Rezim-rezim Arab lainnya tak mau kalah dalam pertunjukan ini. Mereka memamerkan “solidaritas” untuk Palestina, mengibarkan bendera di gedung-gedung resmi, sambil diam-diam menanti kontrak senjata dari Washington atau transfer teknologi dari perusahaan yang mereka cela. Kecaman mereka adalah koin politik murahan—dicetak melimpah, namun tak laku di pasar realitas. Mereka berpose di depan kamera, melontarkan amukan verbal yang tak pernah diikuti tekanan strategis. Kelemahan dan perpecahan mereka sendiri menjadi karpet merah bagi agresi seperti ini, namun introspeksi adalah barang langka dengan berkoar jauh lebih mudah.
Ratusan kali dihinakan, dunia Arab—dengan elit borjuis dan kuasa agama yang berbalut kemunafikan—masih menutup mata. Kedekatan dengan Amerika Serikat, yang mereka anggap sebagai jaminan keamanan, tak pernah menghasilkan kehormatan. Bagi AS, rezim-rezim patuh di dunia Arab dan Islam hanyalah pion yang tak sebanding dengan satu entitas super biadab bernama Israel. Inilah puncak ironi: memilih berpidato ketimbang bertindak, bersembunyi di balik frasa basi ketimbang mempertaruhkan perubahan.
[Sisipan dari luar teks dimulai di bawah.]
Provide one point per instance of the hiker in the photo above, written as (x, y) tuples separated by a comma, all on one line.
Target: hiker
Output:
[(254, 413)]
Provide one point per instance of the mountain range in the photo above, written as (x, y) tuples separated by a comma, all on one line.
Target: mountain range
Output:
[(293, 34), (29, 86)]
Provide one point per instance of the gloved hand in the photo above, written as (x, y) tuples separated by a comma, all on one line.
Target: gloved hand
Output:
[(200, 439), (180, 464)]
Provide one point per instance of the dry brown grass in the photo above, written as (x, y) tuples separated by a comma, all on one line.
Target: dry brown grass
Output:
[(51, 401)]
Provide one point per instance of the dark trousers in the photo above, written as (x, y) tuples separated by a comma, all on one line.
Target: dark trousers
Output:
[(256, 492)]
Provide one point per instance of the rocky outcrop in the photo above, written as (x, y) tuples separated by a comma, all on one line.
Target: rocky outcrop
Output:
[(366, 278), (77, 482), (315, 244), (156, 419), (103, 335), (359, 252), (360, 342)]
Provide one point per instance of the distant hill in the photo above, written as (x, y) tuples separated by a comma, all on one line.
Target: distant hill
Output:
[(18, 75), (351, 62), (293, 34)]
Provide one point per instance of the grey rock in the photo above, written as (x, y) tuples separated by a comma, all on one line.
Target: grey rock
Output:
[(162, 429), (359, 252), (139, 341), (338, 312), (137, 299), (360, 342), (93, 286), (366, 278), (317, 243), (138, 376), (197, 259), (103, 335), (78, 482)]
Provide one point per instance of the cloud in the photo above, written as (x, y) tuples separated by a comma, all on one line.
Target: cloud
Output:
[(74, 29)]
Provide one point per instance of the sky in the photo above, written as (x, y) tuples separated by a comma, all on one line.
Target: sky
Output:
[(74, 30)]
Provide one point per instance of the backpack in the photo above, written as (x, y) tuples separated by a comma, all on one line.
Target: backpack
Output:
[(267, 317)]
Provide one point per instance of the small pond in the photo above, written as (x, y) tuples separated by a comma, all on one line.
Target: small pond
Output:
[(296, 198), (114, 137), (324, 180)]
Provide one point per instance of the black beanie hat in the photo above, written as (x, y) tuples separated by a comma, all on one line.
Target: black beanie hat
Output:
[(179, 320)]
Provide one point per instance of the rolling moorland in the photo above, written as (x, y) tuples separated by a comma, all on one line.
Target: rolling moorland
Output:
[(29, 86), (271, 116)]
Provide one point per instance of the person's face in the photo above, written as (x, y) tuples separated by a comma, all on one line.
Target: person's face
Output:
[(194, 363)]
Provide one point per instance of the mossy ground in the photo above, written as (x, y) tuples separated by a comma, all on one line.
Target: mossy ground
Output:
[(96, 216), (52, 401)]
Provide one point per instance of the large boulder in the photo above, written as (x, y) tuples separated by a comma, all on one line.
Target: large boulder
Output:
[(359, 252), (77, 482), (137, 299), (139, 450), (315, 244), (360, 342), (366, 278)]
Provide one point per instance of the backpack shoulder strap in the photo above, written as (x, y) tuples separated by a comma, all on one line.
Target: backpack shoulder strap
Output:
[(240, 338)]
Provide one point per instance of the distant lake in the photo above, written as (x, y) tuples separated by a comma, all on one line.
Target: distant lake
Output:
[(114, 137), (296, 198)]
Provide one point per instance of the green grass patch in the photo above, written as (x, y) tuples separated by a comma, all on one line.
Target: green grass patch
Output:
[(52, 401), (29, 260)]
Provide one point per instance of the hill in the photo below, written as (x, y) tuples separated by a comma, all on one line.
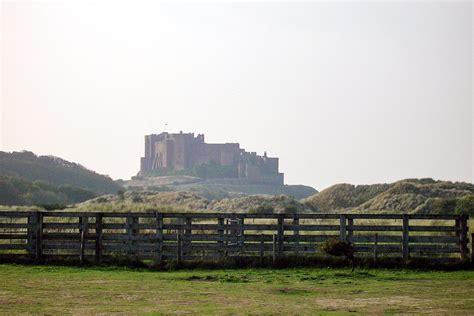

Kecaman menggantikan nyali, solidaritas menjadi alat pencitraan.
Mungkin suatu hari, ketika serangan berikutnya tiba, mereka akan berhenti menjual minyak, menarik investasi, atau memutus saluran komunikasi rahasia dengan “musuh”. Namun, harapan itu bak fatamorgana di padang pasir—indah, tetapi hampa. Mengutuk selalu lebih mudah, berkoar selalu lebih aman. Sampai nyali menggantikan kata-kata, kecaman mereka hanyalah monumen megah bagi kegagalan: tugu berkilau yang dibangun dari kepalsuan, mempermalukan diri sendiri di hadapan sejarah yang tak pernah memaafkan.